What are Scope 1, 2 and 3?
Scope 1, 2, and 3 are a way of categorizing greenhouse gas (GHG) emissions based on their source and on the level of control an organization has over them.
These scopes, defined by the Greenhouse Gas Protocol (GHG Protocol), provide a structured method for organizations to measure and disclose their carbon footprint.
The definitions of the three scope are as follows:
- Scope 1: This includes direct greenhouse gas emissions originating from sources directly owned or controlled by the company. Examples include emissions from fuel combustion within facilities and vehicles, as well as fugitive emissions.
- Scope 2: Refers to indirect GHG emissions from the generation of purchased electricity, steam, heat and cooling.
- Scope 3: Extending beyond the company's immediate operations, Scope 3 captures the indirect emissions associated with its entire value chain. These emissions can occur before (upstream) or after (downstream) the company's own activities. The GHG Protocol further divides Scope 3 emissions into 15 categories.
Let's explore the three scopes in more detail:
Scope 1
Scope 1 includes emissions originating from sources directly owned or controlled by the company, making them direct emissions attributable to the company. Scope 1 emissions are further categorized into:
- Stationary combustion: These emissions arise from the combustion of fuel in stationary devices such as boilers powered by natural gas, incinerators, combustion turbines.
- Process emissions: Most of these emissions originate from the production or processing of chemicals and materials, such as cement, aluminum, ammonia, and waste.
- Fugitive emissions: These emissions occur from the leakage of refrigerant gas from refrigeration systems like fridges and chillers, as well as air conditioning units.
- Mobile combustion: This category includes emissions from mobile sources owned or controlled (leased) by the company, such as company cars, trucks, and forklifts.
Scope 2
Scope 2 covers emissions arising from the consumption of purchased electricity, steam, heat, or cooling. These emissions are categorized as indirect because they result from activities of the reporting organization but occur at sources owned or controlled by other entities.

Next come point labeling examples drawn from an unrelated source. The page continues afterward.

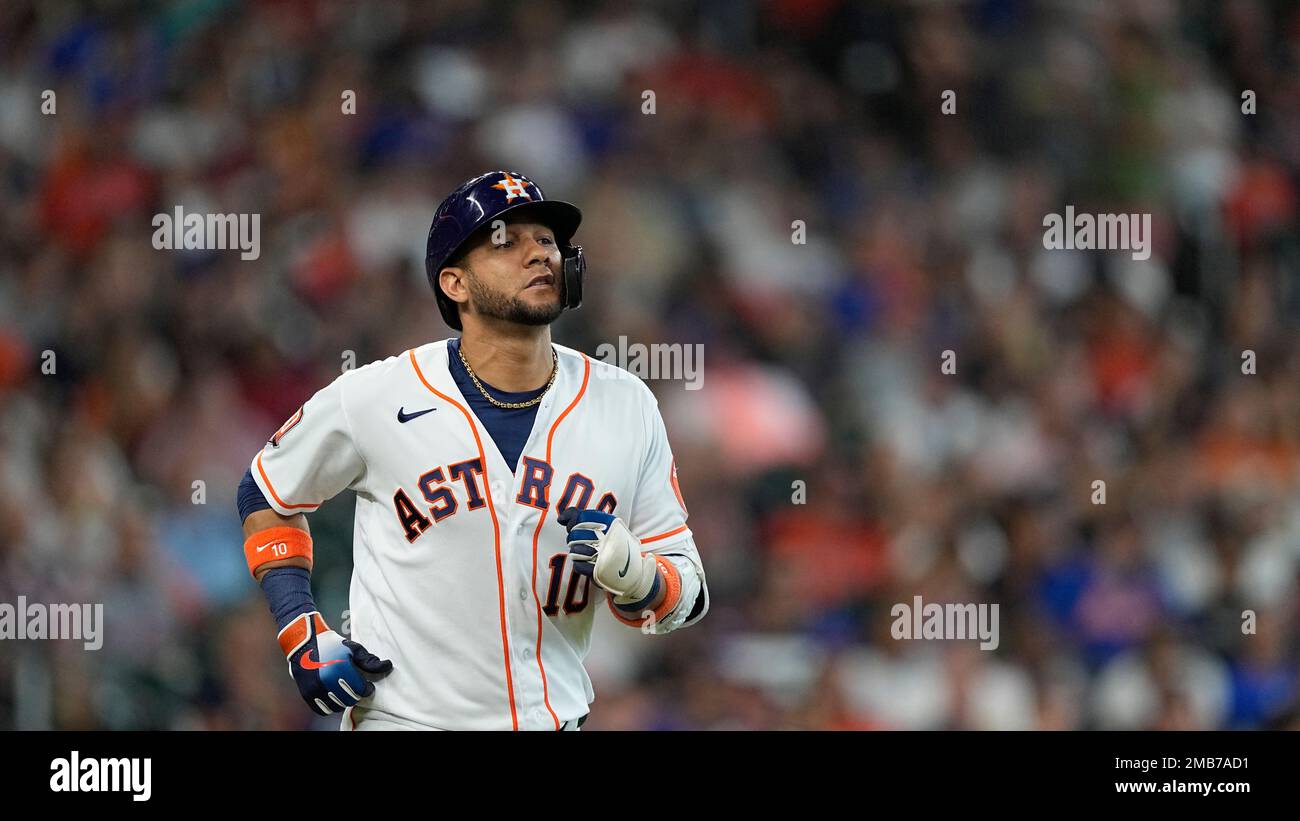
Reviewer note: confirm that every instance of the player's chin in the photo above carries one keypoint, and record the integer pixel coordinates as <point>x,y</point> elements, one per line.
<point>537,311</point>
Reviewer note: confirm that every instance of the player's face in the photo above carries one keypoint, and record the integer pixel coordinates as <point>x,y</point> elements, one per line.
<point>516,279</point>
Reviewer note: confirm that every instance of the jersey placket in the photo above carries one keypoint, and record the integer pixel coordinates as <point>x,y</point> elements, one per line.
<point>518,524</point>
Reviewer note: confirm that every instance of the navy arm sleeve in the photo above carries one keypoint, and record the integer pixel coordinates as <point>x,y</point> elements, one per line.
<point>248,496</point>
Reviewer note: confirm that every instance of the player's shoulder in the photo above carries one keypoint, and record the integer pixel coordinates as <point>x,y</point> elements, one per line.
<point>607,378</point>
<point>384,370</point>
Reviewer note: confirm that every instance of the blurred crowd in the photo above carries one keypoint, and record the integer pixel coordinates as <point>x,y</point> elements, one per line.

The GHG Protocol distinguish two methods for Scope 2 accounting:
- Location-based method: This method reflects the average emissions intensity of the national grids where energy consumption takes place.
- Market-based method: This approach considers emissions from electricity chosen by companies. It uses emission factors provided by energy suppliers and the energy contracts selected.
Scope 3
Scope 3 includes all other indirect emissions which result from the company's activities but arise from sources not owned or controlled by the company. The GHG Protocol further divides Scope 3 emissions into 15 distinct categories.
Upstream emissions
1: Purchased Goods and Services: Emissions from products purchased or acquired by the company in the reporting year. Products include both goods (tangible products) and services (intangible products).
2: Capital Goods: Emissions from durable products, usually plants, equipment and properties, used by the company.
3: Fuel- and Energy-Related Activities Not Included in Scope 1 or Scope 2: Emissions related to the production of fuels and energy purchased and consumed by the reporting company in the reporting year that are not included in scope 1 or scope 2.
4: Upstream Transportation and Distribution: Emissions from the transportation ****of purchased products from the supplier to the reporting company, as well as third-party transportation and distribution services purchased by the reporting company in the reporting year.
5: Waste Generated in Operations: Emissions from waste disposal and treatment.
6: Business Travel: Emissions from the transportation of employees for business- related activities in vehicles owned or operated by third parties, such as aircraft, trains, buses, and passenger cars.
7: Employee Commuting: Emissions from employee transportation between home and work. It may include emissions from home working (i.e., employees working remotely)
8: Upstream Leased Assets: Emissions from leased assets operated by the company.
Downstream emissions
9: Downstream Transportation and Distribution: Emissions from product transportation after sale.
10: Processing of Sold Products: Emissions from product processing by third parties.
11: Use of Sold Products: Emissions from product use by customers.
12: End-of-Life Treatment of Sold Products: Emissions from the waste disposal and treatment of products sold at the end of their life.
13: Downstream Leased Assets: Emissions from leased assets owned by the company.
14: Franchise: Emissions from franchise operations.
15: Investments: Emissions associated with company investments.